The Victorian’s first floor had been carved away to incorporate the store and cafe, and the space was white and airy, with rickety walls and long, narrow windows. The bones of the old rooms could still be seen in the high ceiling, and there was everywhere a sense of slowness and age, as if only a minimal amount of activity was permitted on premises that had been quietly ruined by two hundred years. The sound of the ocean, always near, was often so loud it seemed like the building itself was unmoored.
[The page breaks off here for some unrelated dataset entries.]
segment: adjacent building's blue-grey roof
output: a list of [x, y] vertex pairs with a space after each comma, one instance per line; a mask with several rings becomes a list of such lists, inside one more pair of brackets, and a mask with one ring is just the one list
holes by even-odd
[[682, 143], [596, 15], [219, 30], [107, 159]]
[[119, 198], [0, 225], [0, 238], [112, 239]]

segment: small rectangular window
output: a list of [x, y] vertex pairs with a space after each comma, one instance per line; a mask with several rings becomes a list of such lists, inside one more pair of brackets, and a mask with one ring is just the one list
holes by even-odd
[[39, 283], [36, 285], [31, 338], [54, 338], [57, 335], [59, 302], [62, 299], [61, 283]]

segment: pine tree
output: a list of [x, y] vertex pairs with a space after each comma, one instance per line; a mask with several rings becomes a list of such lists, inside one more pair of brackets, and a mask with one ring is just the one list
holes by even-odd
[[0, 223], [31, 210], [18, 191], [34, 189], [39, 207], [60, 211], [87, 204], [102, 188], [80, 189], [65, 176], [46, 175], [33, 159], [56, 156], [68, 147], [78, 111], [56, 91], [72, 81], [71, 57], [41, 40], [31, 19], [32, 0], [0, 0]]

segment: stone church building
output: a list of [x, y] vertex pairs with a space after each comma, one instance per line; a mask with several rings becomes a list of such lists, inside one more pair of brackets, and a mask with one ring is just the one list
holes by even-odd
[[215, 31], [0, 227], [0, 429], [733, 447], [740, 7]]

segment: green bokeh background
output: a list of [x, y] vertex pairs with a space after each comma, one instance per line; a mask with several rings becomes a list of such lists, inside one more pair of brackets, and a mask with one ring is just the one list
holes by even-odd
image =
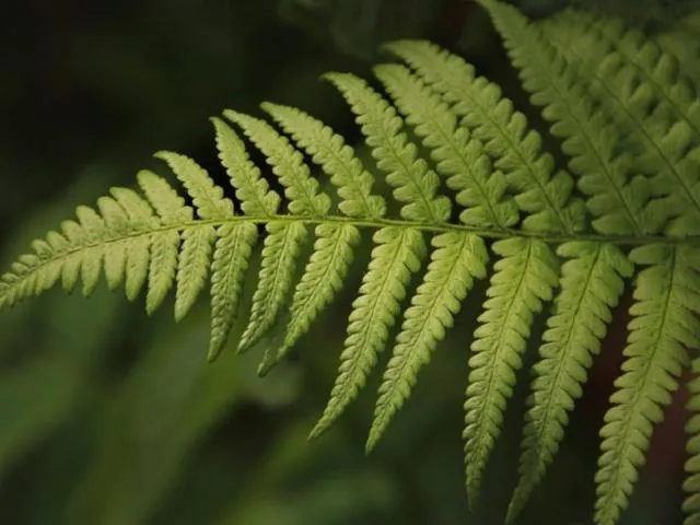
[[[564, 3], [521, 2], [534, 16]], [[687, 2], [621, 3], [616, 11], [650, 31], [669, 31], [664, 24]], [[684, 24], [693, 20], [700, 26], [697, 18]], [[377, 45], [404, 36], [430, 37], [460, 52], [539, 122], [486, 16], [467, 0], [3, 5], [2, 267], [77, 205], [94, 202], [110, 185], [132, 185], [139, 168], [166, 174], [153, 151], [187, 153], [224, 183], [207, 120], [224, 107], [255, 114], [266, 100], [298, 105], [358, 140], [341, 98], [318, 77], [328, 70], [368, 75], [371, 61], [382, 59]], [[693, 37], [674, 38], [682, 46]], [[368, 254], [362, 246], [334, 306], [292, 359], [265, 378], [255, 374], [265, 341], [243, 358], [229, 348], [207, 363], [206, 293], [178, 324], [172, 303], [148, 318], [142, 298], [130, 305], [105, 287], [90, 300], [51, 291], [0, 312], [0, 523], [502, 523], [515, 482], [527, 370], [480, 506], [470, 514], [462, 402], [483, 285], [467, 300], [374, 454], [365, 457], [363, 445], [377, 373], [328, 434], [306, 441], [332, 385]], [[252, 292], [248, 283], [246, 301]], [[596, 429], [623, 327], [623, 318], [612, 326], [561, 454], [520, 523], [591, 522]], [[236, 325], [233, 342], [240, 330]], [[623, 524], [679, 523], [684, 415], [675, 411], [657, 432]]]

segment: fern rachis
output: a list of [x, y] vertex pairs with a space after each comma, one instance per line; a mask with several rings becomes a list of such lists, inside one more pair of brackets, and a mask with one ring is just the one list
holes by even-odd
[[[410, 396], [474, 282], [491, 268], [468, 358], [464, 439], [472, 503], [535, 318], [547, 318], [509, 508], [508, 520], [515, 520], [559, 448], [611, 310], [631, 282], [626, 361], [600, 430], [596, 476], [595, 521], [616, 523], [662, 408], [678, 387], [689, 352], [700, 349], [700, 106], [692, 96], [699, 86], [674, 57], [619, 24], [586, 15], [579, 35], [595, 45], [582, 47], [571, 35], [558, 45], [574, 15], [536, 25], [509, 5], [481, 3], [534, 105], [562, 140], [571, 173], [556, 167], [541, 135], [498, 85], [432, 44], [397, 42], [387, 49], [404, 63], [375, 69], [386, 95], [352, 74], [326, 77], [348, 102], [375, 166], [365, 166], [340, 135], [296, 108], [262, 104], [271, 124], [226, 110], [225, 120], [212, 124], [234, 200], [191, 159], [161, 152], [190, 205], [165, 178], [140, 172], [140, 194], [113, 188], [96, 209], [79, 207], [77, 221], [35, 241], [33, 253], [1, 278], [0, 306], [58, 281], [69, 291], [82, 281], [89, 295], [104, 271], [109, 289], [124, 285], [129, 300], [145, 287], [148, 313], [174, 289], [180, 319], [209, 276], [213, 360], [240, 314], [248, 262], [262, 236], [257, 285], [237, 347], [259, 342], [288, 310], [279, 346], [266, 349], [265, 371], [328, 308], [359, 241], [371, 236], [338, 375], [312, 431], [319, 435], [352, 402], [398, 325], [371, 450]], [[250, 161], [250, 145], [262, 153], [283, 195]], [[328, 177], [328, 189], [316, 173]], [[385, 177], [392, 191], [386, 198], [398, 205], [398, 217], [389, 217], [385, 197], [373, 192], [375, 173]], [[450, 222], [453, 214], [457, 223]], [[311, 248], [306, 261], [303, 246]], [[691, 408], [699, 402], [696, 383]], [[696, 419], [688, 427], [688, 448], [697, 455]], [[687, 466], [688, 523], [700, 493], [697, 463], [696, 456]]]

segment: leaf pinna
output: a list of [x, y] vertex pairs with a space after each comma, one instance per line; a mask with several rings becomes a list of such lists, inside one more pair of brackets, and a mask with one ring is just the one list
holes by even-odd
[[[700, 85], [661, 44], [619, 22], [569, 10], [535, 23], [497, 0], [479, 3], [548, 130], [534, 129], [462, 58], [395, 42], [386, 50], [401, 63], [374, 69], [384, 92], [350, 73], [325, 77], [354, 115], [369, 159], [298, 108], [264, 103], [269, 121], [225, 110], [211, 120], [235, 199], [194, 160], [160, 152], [182, 189], [142, 171], [139, 191], [112, 188], [95, 208], [79, 207], [0, 278], [0, 307], [58, 282], [70, 292], [80, 281], [90, 295], [104, 273], [130, 301], [144, 289], [149, 314], [174, 291], [179, 320], [209, 282], [209, 359], [246, 315], [238, 351], [280, 330], [265, 372], [303, 341], [346, 285], [360, 242], [371, 241], [338, 374], [311, 435], [340, 417], [386, 350], [366, 443], [374, 448], [463, 305], [482, 300], [464, 337], [466, 485], [476, 504], [540, 318], [511, 522], [555, 458], [630, 290], [625, 362], [595, 476], [594, 521], [618, 523], [664, 407], [682, 374], [700, 370]], [[546, 133], [560, 141], [557, 155]], [[486, 298], [469, 293], [487, 279]], [[252, 281], [249, 312], [241, 312]], [[698, 412], [697, 380], [688, 386]], [[687, 525], [700, 513], [699, 429], [696, 413]]]

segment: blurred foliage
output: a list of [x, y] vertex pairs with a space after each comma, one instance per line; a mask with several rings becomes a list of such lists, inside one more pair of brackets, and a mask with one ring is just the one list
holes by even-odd
[[[532, 14], [546, 12], [545, 3], [564, 3], [520, 1]], [[667, 1], [597, 3], [639, 12], [642, 3]], [[664, 9], [664, 16], [669, 12]], [[353, 137], [349, 112], [316, 79], [331, 69], [361, 72], [387, 38], [424, 36], [460, 49], [526, 107], [485, 20], [467, 0], [3, 5], [0, 261], [24, 252], [26, 240], [77, 205], [93, 202], [105, 187], [132, 184], [137, 168], [152, 166], [152, 151], [184, 151], [213, 168], [206, 117], [224, 107], [255, 112], [262, 100], [293, 104]], [[700, 42], [700, 19], [682, 24], [681, 32], [660, 38], [697, 59], [698, 47], [688, 43]], [[358, 258], [366, 254], [365, 247]], [[520, 383], [485, 498], [470, 515], [459, 440], [469, 345], [462, 336], [472, 331], [476, 317], [470, 304], [370, 458], [362, 451], [373, 385], [327, 435], [306, 442], [332, 385], [357, 272], [348, 281], [346, 295], [292, 362], [264, 380], [255, 375], [264, 345], [245, 358], [228, 351], [207, 364], [205, 304], [176, 325], [165, 310], [148, 319], [142, 308], [100, 287], [89, 301], [47, 293], [3, 311], [0, 523], [501, 523], [515, 481], [527, 385]], [[483, 289], [472, 293], [480, 304]], [[247, 301], [249, 295], [246, 290]], [[615, 366], [615, 330], [609, 339]], [[574, 413], [562, 453], [521, 523], [587, 522], [594, 429], [607, 388], [588, 385], [591, 400]], [[664, 470], [650, 462], [622, 523], [677, 523], [679, 480], [680, 463]]]

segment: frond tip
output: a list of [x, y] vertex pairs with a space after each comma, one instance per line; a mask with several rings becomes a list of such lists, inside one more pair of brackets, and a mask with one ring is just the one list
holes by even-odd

‘We’re all out of milk up here,’ the barista called from behind the coffee machine, ‘Just a minute while I go for reinforcements.’ She opened the front door with her elbow and a chill that smelled of seaweed and salt filled the store. A few seconds later she reappeared beside the pool and waved at the painter’s wife, who didn’t wave back or acknowledge her.

Settling onto a stool behind the register, the lodge manager crossed her arms over her sweater and smiled warmly. When she spoke again it was with pleasure, as if she’d shared what she was relaying so many times before uttering it now offered her a reassuring sense of permanence and comfort.

‘She devises these tasks to combat boredom,’ the lodge manager began. The barista, according to her, was someone who only appreciated silence or staring at the ocean if it was part of a scheduled plan. The barista’s need for activity had been a problem in the early days of their relationship, the lodge manager said, for it had seemed to her then that the barista was constantly on the run, fleeing solitude from task to task, while the lodge manager longed for nothing more than an oasis of downtime in which to comfortably disappear. They couldn’t figure out how to relax. The lodge manager said she’d accused the barista of refusing to confront a deep fear, likening her aversion to stillness to children refusing to check for monsters beneath their beds. In turn, the barista had accused the lodge manager of an unbudgeable laziness that was motivated by the lodge manager’s own refusal to confront a childish fear, that of effort resulting in failure or diminishment.

‘The battles we used to have,’ the lodge manager said, smiling wistfully.